結果として、田舎に転居した人はその地域の先住者に認められるまでの間は「移住者」などの呼称が与えられます。
一方商業中心の都心部では、広い土地や海域はあまり重要ではなく、個々を尊重し、地域で協力する風土も存在しないのです。人はそれぞれ干渉しあうことなく生活や仕事に従事することが求められ、普段それを意識することもありません。
都心部で長く生活していた人が「田舎での全く違う風土」を理解しないまま、田舎に転居すると思わぬトラブルに発展する可能性があるのです。私もその一人だったと思います。
転居した人、先住者それぞれの背景を互いに理解する努力を忘れなければトラブルを避けることも難しい事ではないでしょう。
玄関に見知らぬ人が…
都心部では、訪問先の門柱にあるドアホンよりも敷地内に許可なく入ることはありませんが、地方では訪問者が玄関ドアを開けて中にに入ることもしばしば。鍵が開いたままのお宅も多く、玄関ドアを開けることへの抵抗感は少ないようです。田舎では地区としてのまとまりがとても大切で、助け合って生活しているため、人それぞれの垣根が低く、このようなことも珍しくはありません。

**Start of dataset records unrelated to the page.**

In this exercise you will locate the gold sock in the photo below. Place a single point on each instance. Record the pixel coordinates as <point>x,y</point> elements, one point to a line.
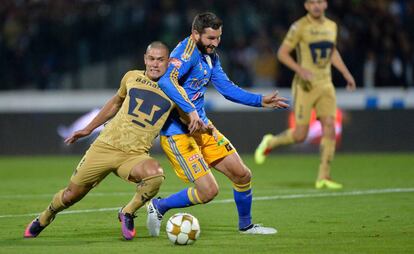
<point>146,189</point>
<point>54,207</point>
<point>327,151</point>
<point>284,138</point>
<point>242,187</point>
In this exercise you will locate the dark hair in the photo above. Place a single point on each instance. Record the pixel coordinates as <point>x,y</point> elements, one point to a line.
<point>159,45</point>
<point>206,20</point>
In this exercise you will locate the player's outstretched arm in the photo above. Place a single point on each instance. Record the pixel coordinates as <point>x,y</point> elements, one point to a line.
<point>273,100</point>
<point>341,67</point>
<point>106,113</point>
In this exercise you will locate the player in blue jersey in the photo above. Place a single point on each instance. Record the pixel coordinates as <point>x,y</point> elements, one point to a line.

対策としては、玄関ドアの鍵を常に施錠するか、家の中での服装に注意する必要があるでしょう。
田舎暮らし、青空の下で洗濯物を・・・干せない
田舎に移住し、洗濯物を洗剤のCMのように外で干すことを楽しみにしていました。数回は外に干すことを試みましたが、断念せざるを得ませんでした。その原因は
- 花粉で洗濯物が黄色くなる。
- 洗濯物に虫がつく。
- 鳥の糞などが落ちる。
対策として除湿機を購入し部屋干しする、洗濯物干しネットで覆うなどが考えられます。
まとめ
田舎での生活は都心部の生活と環境や風習が全く異なります。そして、この違いが存在する事を認識することで相手を理解することができ、無用なトラブルを避けることができるのではないでしょうか。都心部にも田舎にもそれぞれの魅力があります。地域の垣根を越えてその魅力に触れるための参考になれば幸いです。